Just to the west in Iowa, the numbers show, on average, that state's soils are past the critical 50-degree temperature mark. As of Sunday, the average soil temperature in Iowa was already above 60 degrees, just shy of a month earlier than that mark is usually reached, according to the Iowa Environmental Mesonet (IEM).

Most farmers in areas like these say they're not quite ready to get rolling, mainly out of concern that the weather could turn cooler in the next month. If recent history's any indication, that may be the case this spring.

"It certainly looks like there is potential for this spring to one of the warmest on record for the nation as a whole. This weather pattern easily reminds us of a similar unusual warm March that occurred in 2007," according to Craig Solberg, ag meteorologist with Freese-Notis Weather, Inc., in Des Moines, Iowa. "The warm March weather in 2007 occurred toward the latter part of March and was followed by below normal temperatures during April."

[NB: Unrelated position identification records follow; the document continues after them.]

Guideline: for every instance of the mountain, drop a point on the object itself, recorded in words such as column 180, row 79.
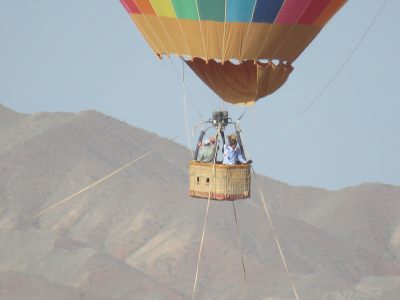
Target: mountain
column 136, row 235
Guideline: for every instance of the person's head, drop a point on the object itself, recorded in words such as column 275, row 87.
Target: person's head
column 232, row 139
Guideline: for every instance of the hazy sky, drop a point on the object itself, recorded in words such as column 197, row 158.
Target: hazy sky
column 87, row 54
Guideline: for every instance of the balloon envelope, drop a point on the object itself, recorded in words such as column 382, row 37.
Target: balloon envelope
column 215, row 34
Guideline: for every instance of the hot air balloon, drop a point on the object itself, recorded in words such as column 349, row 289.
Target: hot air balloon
column 242, row 49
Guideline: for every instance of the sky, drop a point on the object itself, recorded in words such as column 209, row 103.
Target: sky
column 78, row 55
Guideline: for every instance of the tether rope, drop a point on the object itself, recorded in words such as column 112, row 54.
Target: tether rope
column 239, row 241
column 185, row 108
column 275, row 236
column 205, row 223
column 327, row 85
column 63, row 201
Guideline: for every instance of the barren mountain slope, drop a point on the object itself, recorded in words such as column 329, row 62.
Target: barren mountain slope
column 137, row 234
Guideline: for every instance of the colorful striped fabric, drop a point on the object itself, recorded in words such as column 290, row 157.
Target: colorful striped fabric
column 307, row 12
column 247, row 31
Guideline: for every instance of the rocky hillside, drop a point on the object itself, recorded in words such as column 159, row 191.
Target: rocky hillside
column 137, row 234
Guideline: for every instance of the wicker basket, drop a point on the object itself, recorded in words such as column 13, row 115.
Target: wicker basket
column 220, row 182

And, if you get planted this soon, it's not just Mother Nature you have to worry about. On top of the frost and freeze possibility, planting early could exhaust an already-strained seed supply. That means if your early-planted corn does get nipped by frost, the seed left for replanting may be far from what you want.

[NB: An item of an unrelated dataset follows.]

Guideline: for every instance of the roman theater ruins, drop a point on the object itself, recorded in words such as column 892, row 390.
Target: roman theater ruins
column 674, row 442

"The biggest danger for corn planted so early would be a return to low temperatures or even frost after the crop has emerged. We are working with a relatively short seed supply due to low seed yields this past year; this could, should replanting be needed, mean taking inferior hybrids or even being unable to get enough seed for a replant," Nafziger says. "Replant seed is also somewhat costly--some companies charge less than full retail for replant seed but might require planting on or after a certain date before making that discount available. Crop insurance may also be an issue."

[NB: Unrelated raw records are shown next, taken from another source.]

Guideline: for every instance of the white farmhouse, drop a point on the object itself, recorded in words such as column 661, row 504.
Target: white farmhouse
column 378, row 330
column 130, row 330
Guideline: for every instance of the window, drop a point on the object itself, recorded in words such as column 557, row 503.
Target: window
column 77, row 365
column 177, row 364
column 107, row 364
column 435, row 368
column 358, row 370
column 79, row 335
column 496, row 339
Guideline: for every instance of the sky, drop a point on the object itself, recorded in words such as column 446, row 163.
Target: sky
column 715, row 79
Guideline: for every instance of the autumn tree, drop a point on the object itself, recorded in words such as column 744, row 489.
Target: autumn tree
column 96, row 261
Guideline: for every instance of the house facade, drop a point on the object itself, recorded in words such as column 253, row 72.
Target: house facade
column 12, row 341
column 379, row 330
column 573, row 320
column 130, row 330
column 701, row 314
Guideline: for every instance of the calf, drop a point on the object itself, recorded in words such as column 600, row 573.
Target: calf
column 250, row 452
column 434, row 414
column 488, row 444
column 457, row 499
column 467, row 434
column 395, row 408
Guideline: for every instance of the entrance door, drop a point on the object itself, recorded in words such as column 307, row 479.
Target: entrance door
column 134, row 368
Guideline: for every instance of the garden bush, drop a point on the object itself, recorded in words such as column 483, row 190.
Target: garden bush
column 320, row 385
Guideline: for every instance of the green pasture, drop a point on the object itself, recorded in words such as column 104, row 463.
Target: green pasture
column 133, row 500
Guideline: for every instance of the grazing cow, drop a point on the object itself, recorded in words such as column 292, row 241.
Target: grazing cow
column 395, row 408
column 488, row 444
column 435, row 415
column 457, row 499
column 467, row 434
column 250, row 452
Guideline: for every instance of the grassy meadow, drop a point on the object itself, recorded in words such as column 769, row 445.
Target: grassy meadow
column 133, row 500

That latter issue could be a big one, depending on your circumstances and location. If you are considering planting now or soon, you may be planting before the beginning planting date for federal crop insurance, which varies by state and county. Then, if you suffer crop losses on account of weather, your insurance likely won't cover the cost to replant, says Kansas State University Extension farm management specialist and crop insurance expert Art Barnaby. So, it essentially amounts to a high-risk, high-reward situation.

"If you plant before that, what you give up is the replant provision in your contract. If you plant early and there's no claim, then once you're past the planting date, then you have full coverage and nothing's really changed," Barnaby says. "But, if you have a failure before that date, you don't get replant coverage. Under some conditions, the company can require you to replant at your own expense."

And, if you have to replant, you may have seed supply issues. There may be plenty of supply in the pipeline by the time replanting enters the picture, but it may not be the right seed for your acres, adding to the risk of planting this early. Still, replanting is almost always the chosen option.

"With the value of the crop being so high and not knowing what kind of year it's going to be, that's a lot of risk. But, most will replant," Barnaby says. "It's a high-risk, high-return issue."

Ultimately, planting corn this early is a personal choice. There are a lot of risks to doing so, but if the weather cooperates, you could wind up being the one back in the coffee shop touting the earliest planting date.

"For many producers, it will make sense to get fields ready to plant but hold off on planting until the calendar turns to April. Unless temperatures remain far above normal over the next month or more, the risk of planting now may well outweigh the likely return," Nafziger says. "But for those who want to be able to say that they planted corn earlier than ever before -- and before their neighbors -- 2012 is providing the chance."